If $v^Tu\neq 0$, then from anon's answer you know the algebraic multiplicity of $\lambda$ is at least $n-1$, and from your previous work you know $\lambda=v^Tu\neq 0$ is an eigenvalue; together, that gives you at least $n$ eigenvalues (counting multiplicity); since the geometric and algebraic multiplicities of $\lambda=0$ are equal, and the other eigenvalue has algebraic multiplicity $1$, it follows that $A$ is diagonalizable in this case.

If $v^Tu=0$, on the other hand, then the above argument does not hold.
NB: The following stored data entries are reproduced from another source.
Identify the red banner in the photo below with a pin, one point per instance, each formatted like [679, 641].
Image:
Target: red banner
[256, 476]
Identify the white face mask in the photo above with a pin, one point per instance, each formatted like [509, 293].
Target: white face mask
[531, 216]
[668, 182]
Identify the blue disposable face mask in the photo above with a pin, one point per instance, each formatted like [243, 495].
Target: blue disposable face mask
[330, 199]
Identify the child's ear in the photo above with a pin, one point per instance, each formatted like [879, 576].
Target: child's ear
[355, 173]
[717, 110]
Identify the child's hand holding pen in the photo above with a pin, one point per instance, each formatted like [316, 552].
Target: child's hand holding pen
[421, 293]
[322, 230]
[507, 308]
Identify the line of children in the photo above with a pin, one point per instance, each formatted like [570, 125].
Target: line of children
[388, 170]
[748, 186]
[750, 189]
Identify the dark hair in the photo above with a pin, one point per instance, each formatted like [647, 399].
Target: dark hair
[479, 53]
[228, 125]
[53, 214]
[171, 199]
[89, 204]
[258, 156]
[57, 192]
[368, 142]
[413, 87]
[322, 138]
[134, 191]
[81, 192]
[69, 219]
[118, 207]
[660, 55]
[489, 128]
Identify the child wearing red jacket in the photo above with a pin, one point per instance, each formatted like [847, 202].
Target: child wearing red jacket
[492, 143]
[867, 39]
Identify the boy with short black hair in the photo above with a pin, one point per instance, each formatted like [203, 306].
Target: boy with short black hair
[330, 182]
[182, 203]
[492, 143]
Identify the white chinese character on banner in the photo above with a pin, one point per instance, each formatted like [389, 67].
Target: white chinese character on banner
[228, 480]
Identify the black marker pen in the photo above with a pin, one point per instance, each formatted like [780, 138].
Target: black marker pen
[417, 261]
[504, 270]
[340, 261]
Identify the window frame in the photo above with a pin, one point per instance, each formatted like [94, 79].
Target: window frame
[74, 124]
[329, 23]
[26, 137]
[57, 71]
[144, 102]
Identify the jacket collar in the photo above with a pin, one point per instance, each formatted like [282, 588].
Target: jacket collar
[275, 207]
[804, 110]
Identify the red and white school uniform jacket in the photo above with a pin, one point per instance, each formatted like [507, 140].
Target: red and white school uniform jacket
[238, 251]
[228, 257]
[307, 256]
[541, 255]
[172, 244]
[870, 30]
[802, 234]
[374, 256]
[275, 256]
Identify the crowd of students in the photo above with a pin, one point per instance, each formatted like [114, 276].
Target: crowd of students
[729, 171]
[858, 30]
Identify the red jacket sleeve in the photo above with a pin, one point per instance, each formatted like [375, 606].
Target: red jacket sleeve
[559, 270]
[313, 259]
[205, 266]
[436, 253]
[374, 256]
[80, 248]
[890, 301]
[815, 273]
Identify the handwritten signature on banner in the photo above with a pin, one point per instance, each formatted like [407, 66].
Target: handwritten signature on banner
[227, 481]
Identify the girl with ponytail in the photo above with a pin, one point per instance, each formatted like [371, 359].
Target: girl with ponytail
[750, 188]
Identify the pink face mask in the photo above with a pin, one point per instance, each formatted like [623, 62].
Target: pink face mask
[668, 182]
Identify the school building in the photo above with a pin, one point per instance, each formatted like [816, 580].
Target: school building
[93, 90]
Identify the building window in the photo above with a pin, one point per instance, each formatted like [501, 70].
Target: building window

But if $\mathbf{x}$ is nonzero, then you have $A\mathbf{x} = (uv^T)\mathbf{x} = u(v^T\mathbf{x}) = (v\cdot \mathbf{x})u$; if this is a multiple of $\mathbf{x}$, $(v\cdot\mathbf{x})u = \mu\mathbf{x}$, then either $\mu=0$, in which case $v\cdot\mathbf{x}=0$, so $\mathbf{x}$ is in the orthogonal complement of $v$; or else $\mu\neq 0$, in which case $v\cdot \mathbf{x} = v\cdot\left(\frac{v\cdot\mathbf{x}}{\mu}\right)u = \left(\frac{v\cdot\mathbf{x}}{\mu}\right)(v\cdot u) = 0$, and again $\mathbf{x}$ lies in the orthogonal complement of $v$; that is, the only eigenvectors lie in the orthogonal complement of $v$, and the only eigenvalue is $0$. This means the eigenspace is of dimension $n-1$, and therefore the geometric multiplicity of $0$ is strictly smaller than its algebraic multiplicity, so $A$ is not diagonalizable.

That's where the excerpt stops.